Dieses Unwohlsein wird jedoch oft verschwiegen. Nur wenige Führungskräfte wagen es, ihre Zerbrechlichkeit zu verbalisieren, so stark ist der Druck der Haltung. Sie müssen Visionäre, Strategen, Antreiber und Beruhiger sein. Es ist ihnen nicht erlaubt, vage zu sein.
Diese Einsamkeit bei der Entscheidungsfindung wird zu einer Belastung. Hinzu kommt, dass es keine vertrauenswürdigen Gesprächspartner gibt, mit denen man Zweifel, Widersprüche und Herausforderungen teilen kann. In KMU übernehmen die Führungskräfte mehrere Rollen gleichzeitig (Personalleiter, Finanzleiter, Krisenmanager) in einem Alltag ohne Sicherheitsnetz. Hinzu kommen die digitale Hyperkonnektivität und die Durchlässigkeit zwischen Privat- und Berufssphäre, die eine Erholung fast unzugänglich machen.
Ein Alltag unter Druck, der sich oft auf das Unternehmen und das Team als Ganzes auswirkt.
Die Folgen dieses anhaltenden Drucks sind nicht nur persönlicher Natur: Sie wirken sich direkt auf die Leistung des Unternehmens aus. Eine geschwächte Führungskraft tritt weniger zurück, trifft unüberlegte Entscheidungen oder gibt aus Erschöpfung bestimmte Ambitionen auf. Chronisch gestresste CEOs neigen eher dazu, brutale strategische Änderungen vorzunehmen, oft ohne Abstimmung mit ihren Teams. Noch schlimmer ist, dass bei Start-ups das psychologische Versagen des Gründers einer der am häufigsten genannten Faktoren für das frühe Scheitern des Unternehmens ist.
Doch es gibt durchaus Hebel. Und die Dinge beginnen sich zu bewegen. Netzwerke wie Réseau Entreprendre, APM und Premières bieten jetzt Peer-to-Peer-Diskussionsforen an, in denen Menschen über Momente des Zweifels sprechen können, ohne ein Urteil zu befürchten.
Einzel- oder Gruppencoachings helfen den Menschen, einen Schritt zurückzutreten und ihre Fähigkeit, gelassener zu handeln, wiederherzustellen. Einige Organisationen nehmen Module zur Vorbeugung psychosozialer Risiken speziell für Führungsaufgaben in ihre Schulungsprogramme für Führungskräfte auf.
Nicht zuletzt können ein Wechsel der Bezugspunkte und der Arbeitsbereiche sowie die Annahme eines agileren Ansatzes für die tägliche Arbeit dabei helfen, diesen Schritt zu tun, der manchmal so schwierig ist, wenn man tagtäglich in dem Glauben arbeitet, die Kontrolle zu haben.
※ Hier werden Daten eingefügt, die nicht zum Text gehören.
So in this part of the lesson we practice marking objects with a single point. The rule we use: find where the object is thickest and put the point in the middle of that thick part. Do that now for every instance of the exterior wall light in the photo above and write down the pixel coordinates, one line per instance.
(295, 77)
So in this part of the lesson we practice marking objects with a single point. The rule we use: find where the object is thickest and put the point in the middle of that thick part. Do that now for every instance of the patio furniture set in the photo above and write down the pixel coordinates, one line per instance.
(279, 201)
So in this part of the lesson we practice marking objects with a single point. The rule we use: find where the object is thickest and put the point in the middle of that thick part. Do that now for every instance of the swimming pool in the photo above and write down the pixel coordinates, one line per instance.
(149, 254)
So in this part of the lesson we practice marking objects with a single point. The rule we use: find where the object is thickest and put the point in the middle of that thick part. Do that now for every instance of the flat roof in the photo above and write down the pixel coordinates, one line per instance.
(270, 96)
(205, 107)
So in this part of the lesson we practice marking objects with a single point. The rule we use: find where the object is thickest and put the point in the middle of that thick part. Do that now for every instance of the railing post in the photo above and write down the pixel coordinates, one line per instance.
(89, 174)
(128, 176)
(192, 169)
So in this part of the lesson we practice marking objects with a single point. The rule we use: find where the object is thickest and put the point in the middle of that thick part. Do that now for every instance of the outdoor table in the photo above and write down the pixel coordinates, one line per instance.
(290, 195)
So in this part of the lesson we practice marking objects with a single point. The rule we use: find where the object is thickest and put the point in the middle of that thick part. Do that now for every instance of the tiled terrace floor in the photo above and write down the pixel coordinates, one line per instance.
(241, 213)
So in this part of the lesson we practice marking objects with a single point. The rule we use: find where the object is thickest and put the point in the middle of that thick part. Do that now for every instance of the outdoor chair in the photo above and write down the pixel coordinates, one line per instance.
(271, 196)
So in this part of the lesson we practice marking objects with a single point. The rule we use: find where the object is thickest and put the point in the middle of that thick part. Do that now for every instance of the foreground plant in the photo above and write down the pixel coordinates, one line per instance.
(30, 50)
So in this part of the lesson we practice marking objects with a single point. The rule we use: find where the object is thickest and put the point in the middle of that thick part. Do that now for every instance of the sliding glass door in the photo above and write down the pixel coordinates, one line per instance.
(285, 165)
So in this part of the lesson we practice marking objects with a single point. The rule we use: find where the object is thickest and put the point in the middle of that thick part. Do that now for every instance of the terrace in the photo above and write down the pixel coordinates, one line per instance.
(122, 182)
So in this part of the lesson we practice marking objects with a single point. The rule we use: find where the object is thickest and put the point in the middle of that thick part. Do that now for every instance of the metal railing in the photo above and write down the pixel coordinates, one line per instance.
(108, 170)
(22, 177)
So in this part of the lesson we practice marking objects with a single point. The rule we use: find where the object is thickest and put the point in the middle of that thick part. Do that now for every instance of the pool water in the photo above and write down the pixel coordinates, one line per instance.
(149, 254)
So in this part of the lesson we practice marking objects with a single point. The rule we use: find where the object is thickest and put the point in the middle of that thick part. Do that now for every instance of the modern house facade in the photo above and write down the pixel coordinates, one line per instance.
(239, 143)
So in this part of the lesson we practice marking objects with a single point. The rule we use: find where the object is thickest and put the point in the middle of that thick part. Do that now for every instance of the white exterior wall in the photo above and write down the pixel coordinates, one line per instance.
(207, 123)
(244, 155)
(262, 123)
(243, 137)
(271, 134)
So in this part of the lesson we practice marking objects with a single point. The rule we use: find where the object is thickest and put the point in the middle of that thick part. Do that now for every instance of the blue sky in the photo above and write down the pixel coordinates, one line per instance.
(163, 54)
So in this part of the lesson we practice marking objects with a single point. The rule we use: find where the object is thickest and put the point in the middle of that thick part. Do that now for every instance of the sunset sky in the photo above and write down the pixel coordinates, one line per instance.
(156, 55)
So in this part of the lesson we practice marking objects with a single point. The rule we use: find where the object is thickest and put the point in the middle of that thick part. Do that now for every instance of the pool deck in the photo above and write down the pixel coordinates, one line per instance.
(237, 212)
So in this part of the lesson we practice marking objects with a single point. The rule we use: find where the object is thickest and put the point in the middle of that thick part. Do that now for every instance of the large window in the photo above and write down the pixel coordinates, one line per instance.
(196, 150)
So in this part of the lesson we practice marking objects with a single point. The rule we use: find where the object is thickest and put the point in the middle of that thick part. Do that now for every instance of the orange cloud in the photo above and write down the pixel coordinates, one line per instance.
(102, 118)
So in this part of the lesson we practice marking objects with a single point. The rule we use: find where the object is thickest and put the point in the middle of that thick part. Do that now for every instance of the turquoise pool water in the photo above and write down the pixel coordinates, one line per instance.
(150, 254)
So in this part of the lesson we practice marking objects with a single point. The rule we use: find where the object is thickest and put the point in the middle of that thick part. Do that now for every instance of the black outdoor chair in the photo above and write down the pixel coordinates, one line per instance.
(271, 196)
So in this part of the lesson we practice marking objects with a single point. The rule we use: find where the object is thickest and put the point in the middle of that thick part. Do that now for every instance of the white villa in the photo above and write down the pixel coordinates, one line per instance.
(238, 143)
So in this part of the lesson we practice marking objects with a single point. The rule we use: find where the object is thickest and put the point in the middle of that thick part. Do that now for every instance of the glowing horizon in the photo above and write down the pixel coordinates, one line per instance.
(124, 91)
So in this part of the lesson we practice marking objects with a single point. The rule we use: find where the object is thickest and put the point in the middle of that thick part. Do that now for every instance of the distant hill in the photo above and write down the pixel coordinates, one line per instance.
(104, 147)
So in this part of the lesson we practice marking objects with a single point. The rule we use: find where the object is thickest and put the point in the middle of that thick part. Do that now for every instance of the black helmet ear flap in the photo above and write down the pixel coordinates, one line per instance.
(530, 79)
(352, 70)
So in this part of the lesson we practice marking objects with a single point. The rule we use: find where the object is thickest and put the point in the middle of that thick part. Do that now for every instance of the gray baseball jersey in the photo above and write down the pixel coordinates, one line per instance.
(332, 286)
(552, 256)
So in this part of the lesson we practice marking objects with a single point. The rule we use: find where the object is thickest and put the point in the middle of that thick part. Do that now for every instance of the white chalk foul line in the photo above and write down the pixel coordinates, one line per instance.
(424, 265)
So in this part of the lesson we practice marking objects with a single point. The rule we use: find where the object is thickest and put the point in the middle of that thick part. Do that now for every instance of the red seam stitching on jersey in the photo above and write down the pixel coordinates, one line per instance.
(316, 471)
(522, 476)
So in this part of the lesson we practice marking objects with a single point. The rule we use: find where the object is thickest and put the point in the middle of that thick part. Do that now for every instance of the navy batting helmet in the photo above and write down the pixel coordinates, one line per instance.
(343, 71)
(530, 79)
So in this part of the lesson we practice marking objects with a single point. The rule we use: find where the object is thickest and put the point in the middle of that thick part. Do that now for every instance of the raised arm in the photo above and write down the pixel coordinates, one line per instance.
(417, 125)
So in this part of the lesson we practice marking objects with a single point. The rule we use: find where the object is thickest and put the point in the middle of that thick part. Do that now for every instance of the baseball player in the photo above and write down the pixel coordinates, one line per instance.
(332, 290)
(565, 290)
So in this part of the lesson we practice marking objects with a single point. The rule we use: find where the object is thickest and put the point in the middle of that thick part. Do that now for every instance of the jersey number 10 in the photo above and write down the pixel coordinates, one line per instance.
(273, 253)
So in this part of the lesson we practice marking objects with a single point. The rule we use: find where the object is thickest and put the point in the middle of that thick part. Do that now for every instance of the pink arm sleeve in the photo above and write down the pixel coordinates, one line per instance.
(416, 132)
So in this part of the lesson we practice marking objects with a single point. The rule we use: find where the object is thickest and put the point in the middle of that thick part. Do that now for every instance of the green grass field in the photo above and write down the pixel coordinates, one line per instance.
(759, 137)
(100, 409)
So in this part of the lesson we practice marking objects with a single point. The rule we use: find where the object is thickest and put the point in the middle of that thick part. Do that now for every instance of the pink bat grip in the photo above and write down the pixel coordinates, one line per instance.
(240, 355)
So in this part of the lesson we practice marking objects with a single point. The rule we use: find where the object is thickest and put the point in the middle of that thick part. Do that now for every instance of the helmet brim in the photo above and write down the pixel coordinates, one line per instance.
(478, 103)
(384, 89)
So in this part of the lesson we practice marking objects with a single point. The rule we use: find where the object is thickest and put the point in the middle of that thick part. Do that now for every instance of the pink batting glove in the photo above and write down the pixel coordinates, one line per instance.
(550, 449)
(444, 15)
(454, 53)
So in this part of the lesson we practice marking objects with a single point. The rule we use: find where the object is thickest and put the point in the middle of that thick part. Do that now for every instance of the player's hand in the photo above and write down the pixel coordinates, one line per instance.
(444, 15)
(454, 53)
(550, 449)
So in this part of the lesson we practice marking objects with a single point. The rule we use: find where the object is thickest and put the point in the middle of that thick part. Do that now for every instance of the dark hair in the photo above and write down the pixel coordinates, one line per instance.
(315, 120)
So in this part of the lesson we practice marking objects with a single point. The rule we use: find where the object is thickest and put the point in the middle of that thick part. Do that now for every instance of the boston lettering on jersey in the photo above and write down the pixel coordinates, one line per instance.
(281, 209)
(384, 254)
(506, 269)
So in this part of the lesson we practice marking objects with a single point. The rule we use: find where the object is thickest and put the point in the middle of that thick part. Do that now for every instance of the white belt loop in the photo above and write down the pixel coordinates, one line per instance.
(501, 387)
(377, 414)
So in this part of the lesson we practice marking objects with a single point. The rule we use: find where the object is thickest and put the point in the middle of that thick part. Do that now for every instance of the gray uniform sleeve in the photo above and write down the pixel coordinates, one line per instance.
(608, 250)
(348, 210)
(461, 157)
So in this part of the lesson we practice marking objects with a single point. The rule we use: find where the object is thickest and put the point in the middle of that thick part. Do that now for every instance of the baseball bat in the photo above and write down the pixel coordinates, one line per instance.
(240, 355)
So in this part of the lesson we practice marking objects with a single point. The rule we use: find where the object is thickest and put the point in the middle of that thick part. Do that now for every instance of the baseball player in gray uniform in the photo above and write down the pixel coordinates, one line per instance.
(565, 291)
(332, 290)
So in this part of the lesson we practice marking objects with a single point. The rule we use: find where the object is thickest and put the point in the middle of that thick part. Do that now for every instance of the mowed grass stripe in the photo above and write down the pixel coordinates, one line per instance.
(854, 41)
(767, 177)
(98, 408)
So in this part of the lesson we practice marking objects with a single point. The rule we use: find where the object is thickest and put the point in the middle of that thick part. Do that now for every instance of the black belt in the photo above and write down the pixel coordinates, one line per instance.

Der Mythos des allmächtigen Chefs wird entkräftet
Der Wandel betrifft auch die Kultur. Wir müssen den Mythos von der heldenhaften Führungspersönlichkeit, die sich niemals verbiegt, die sich gegen alles wehrt und die sich für andere einsetzt, entkräften. Es ist an der Zeit zu erkennen, dass Selbstfürsorge keine Schwäche ist, sondern eine Verantwortung.
Selbsterhaltung bedeutet, langfristig mit Komplexität umgehen zu können. Es geht nicht darum, einem persönlichen Bedürfnis nachzugeben, sondern einer beruflichen Anforderung gerecht zu werden. Mit einem gesättigten Geist und einem chaotischen Schlaf kann man keine nachhaltige Transformation steuern.
Im Grunde geht es nicht darum, die Managementfunktion zu medikalisieren, sondern den Menschen wieder in den Mittelpunkt des Managements zu stellen. Ein erfolgreiches Unternehmen ist eines, dessen Kopf gut, klar und gelassen arbeitet. Das bedeutet, dass die Gesundheit eines Managers ein eigenständiger Wert ist, so strategisch wie eine Immobilieninvestition oder ein Wettbewerbsvorteil.
In einer Zeit, in der immer mehr über Existenzberechtigung, den Sinn der Arbeit und Nachhaltigkeit gesprochen wird, verdient die psychische Gesundheit von Führungskräften einen zentralen Platz in der Präventions- und Förderpolitik. Denn hinter der Haltung der Führungskraft steht ein Mensch. Und sich um diese Person zu kümmern, bedeutet auch, eine solidere Zukunft für die Organisation als Ganzes zu gewährleisten.